We set off at 17:30pm and arrived at our Berber camp 90 minutes later. That’s a lot of lurching around, atop a camel. On the flat and heading uphill they were super steady. But when it came to a downward slope, they certainly felt a bit precarious, even though they were still steadily plodding along. There were no problems, we didn’t fall off and we arrived at destination in one piece.


After dinner there wasn’t a lot of nightlife so it was pretty much straight to bed. We all elected to sleep under the stars but about 12:00am the wind picked up and started sandblasting us and both couples relocated into our respective tents. We only saw dung beetles and camp cats, no foxes or night scorpions.

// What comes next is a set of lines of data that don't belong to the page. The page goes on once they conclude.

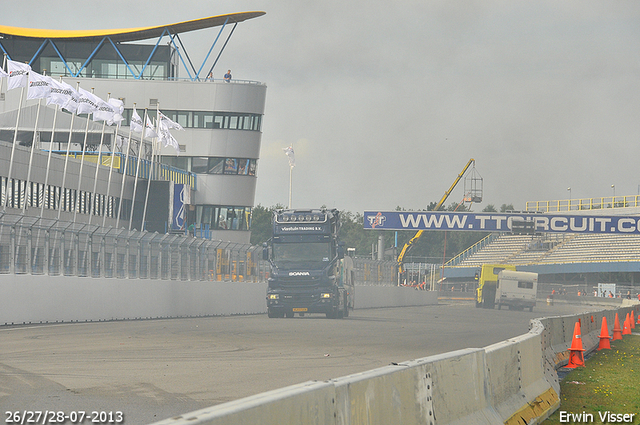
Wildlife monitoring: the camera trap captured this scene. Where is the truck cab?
[263,209,354,318]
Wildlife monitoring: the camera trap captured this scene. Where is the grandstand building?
[0,12,266,243]
[443,200,640,286]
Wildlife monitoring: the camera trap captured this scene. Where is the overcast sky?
[8,0,640,212]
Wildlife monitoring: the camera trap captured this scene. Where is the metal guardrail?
[0,214,395,285]
[525,195,640,212]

In the morning, after a rather low key sunrise, we remounted our camels and plodded back to town. At the end of the journey the camels all lay down, heads on the sand pleased to be relieved of their rather heavy humans. We humans, slightly saddle sore also breathed a sigh of relief.

These “attractive” animals are expensive to purchase for the locals at €900 each and they eat a fair bit each day. Needless to say there isn’t a lot of feed out in the desert and a large amount of hay is trucked in. Nothing like making the load as big as physically possible…and we have seen plenty of these trucks on our journey.

We rather enjoyed the experience and a look at the desert.